Shi Cheng, la città sommersa
Fiumi di inchiostro hanno parlato di Atlantide, il continente perduto, e soltanto mezzo secolo fa le fantasie di tanti letterati si sono realizzate. Ai piedi del monte Wu Shi, o Montagna dei Cinque Leoni, sorgeva la florida Shi Cheng, la Città Leone, fondata circa 1300 anni fa ed importante centro politico, economico e culturale. È esistita per secoli finché nel 1959 il governo cinese decretò la necessità di una nuova centrale idroelettrica per fornire l’energia alla città di Hangzhou. La valle venne allagata per creare il lago artificiale Qiandao: Shi Cheng, così come altre città e villaggi, venne sommersa e dimenticata. Da circa dieci anni gli archeologi stanno compiendo ricerche subacquee per conoscere approfonditamente questo sito così affascinante e soprattutto per provvedere alla sua adeguata conservazione.
L’esercito di terracotta di Qin Shi Huang
Restando in area asiatica, nel 1974 l’archeologo Yuan Zhongyi rinvenne uno dei reperti più curiosi dell’ultimo cinquantennio.

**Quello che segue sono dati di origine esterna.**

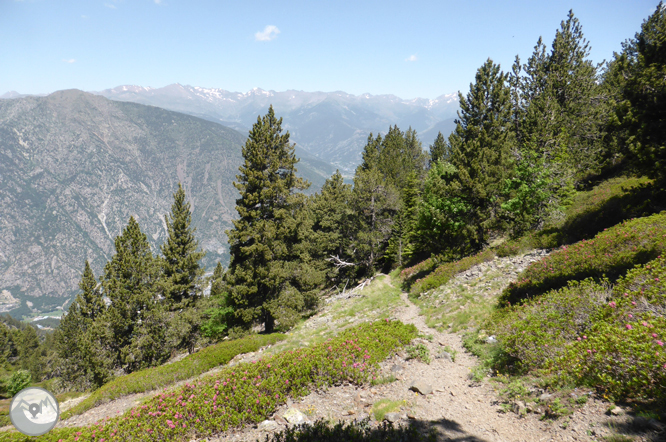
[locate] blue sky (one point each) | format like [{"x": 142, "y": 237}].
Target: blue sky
[{"x": 409, "y": 49}]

A partire da informazioni ricevute da un contadino, avviò un lungo lavoro di ricerca che riportò alla luce il cosiddetto esercito di terracotta di Qin Shi Huang. Oltre 8000 statue (perlopiù guerrieri) sorvegliano da quasi 2000 anni le spoglie del giovane imperatore che, ossessionato dalla paura della morte, appena tredicenne commissionò nel 246 a.C. la costruzione di un enorme mausoleo rifornito di tutto ciò che gli sarebbe servito nell’aldilà. La definizione di “mausoleo”, tuttavia, appare riduttiva. Nel 2002 si è potuta tracciare una pur approssimativa mappa della vera e propria città sotterranea estesa per 100 km² a forma di drago, replica dell’impero sul quale Shi Huang aveva governato. Non si è giunti a un’interpretazione concorde sulla funzione di queste statue. Alcuni ritengono che rappresentassero le vera guardia imperiale, altri le identificano come mingqi, modellini che evitavano sacrifici umani in occasione della morte dell’imperatore.
Il codice di Hammurabi
“Occhio per occhio, dente per dente“. La formula più famosa della legislazione antica è codificata proprio in questo reperto. Il valore storico di questa stele di basalto nero, risiede non soltanto nell’essere una delle prime raccolte organiche di leggi (che pure venivano espresse e tramandate nell’oralità) ma nella sua dimensione scritta. Seppure rudimentale e tutt’altro che equilibrato, il codice di Hammurabi rappresenta il primo inconfondibile riconoscimento dell’esistenza di un diritto e di una sua piena ragione di essere. Le 282 leggi (basate sul sostanziale principio di legge del taglione) del re Hammurabi di Babilonia sono scolpite in caratteri cuneiformi su una lastra sulla cui sommità è raffigurato il sovrano in piedi, in atteggiamento di venerazione di fronte a Shamash, dio della giustizia seduto sul trono. Il documento venne rinvenuto nella città di Susa (oggi Shush, in Khūzestān) dall’archeologo francese Jacques de Morgan nell’inverno 1901-1902.
Le teste di Rapa Nui, l’Isola di Pasqua
Moltissimi interrogativi sono sorti attorno a questi reperti, che hanno prodotto peraltro interpretazioni a dir poco fantasiose. I moai sono le gigantesche statue dell’Isola di Pasqua, colonizzata dai polinesiani 3000 anni fa, rimasta intatta fino all’arrivo degli spagnoli nel ‘700. Come venivano realizzati? Qual era il loro significato? Come poteva il popolo di Rapa Nui trasportarli con i propri mezzi? Sono infatti alti da 2,5 metri fino a 10 metri (ne esiste uno, peraltro incompleto, di 21 metri) e hanno un peso che può variare dalle 75 alle 86 tonnellate. Ci si è sempre riferiti ad essi come a delle imponenti teste, ma recenti scavi hanno portato alla luce un corpo sotto di esse. Sul dorso delle statue sono incisi simboli in rongorongo, che probabilmente indicavano l’identità dell’artista. In particolare ricorre la ‘falce’ detta Vaka, che potrebbe rappresentare una canoa. Si crede che la funzione dei Moai non fosse religiosa, ma apotropaica per i pescatori – dato che sono rivolti verso il mare – anche se secondo altre ipotesi consentivano di mettere in contatto i vivi con il mondo dei morti.